Anna Broinowski’s The Gap (first produced at the Belvior Street Theatre as part of the Sydney Asian Theatre Season, June 1993) echoes the Janaczewska piece with its use of the two-voice, two-cultures-contact formula. The same problem over the use of a language not spoken by its audience crops up as well, seriously cutting across its concentration. This time the proponents are an Australian tour guide with attitude who works for the ‘Hello Aussie Sunshine Tour Company’ servicing Japanese tourists, and an unhappy young Japanese bride who threatens to end it all at The Gap. There is an attempt here to come to grips with the us-and-them of Australian-Japanese relations, but the play swerves about on the surface, dodging the deeper issues it raises in favour of a hands-across-the-seas ending, which is a pity.
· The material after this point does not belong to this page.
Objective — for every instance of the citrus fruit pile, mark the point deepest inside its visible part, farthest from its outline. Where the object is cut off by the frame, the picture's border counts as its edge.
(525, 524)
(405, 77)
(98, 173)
Just the same its verve and mad-cap humour make it playable, if not exactly readable.

Broinowski’s play was picked up by Robyn Archer’s National Festival of Australian Theatre in Canberra in 1994 and went to Tokyo’s Theatre Cai later that year. Janaczewska’s was one of the winners of the 1994 London New Play Festival. Its radio adaptation was short-listed for the 1994 NSW State Literary Awards and at the 1995 Berlin Prix Futura – some indication that the times have changed for women who write plays.

For all that, publication remains as important as ever. The published text often acts as the playwright’s visiting card to agents and producers. More – it acts as a major communications tool, placing the play in the hands of a literary audience at a time when second productions are still difficult to achieve in a community only now realising the importance of its own experience in the creative involvement of theatre. We remain a long way from the Irish and the Greek custom of buying a new play at the newsagents along with the day’s papers.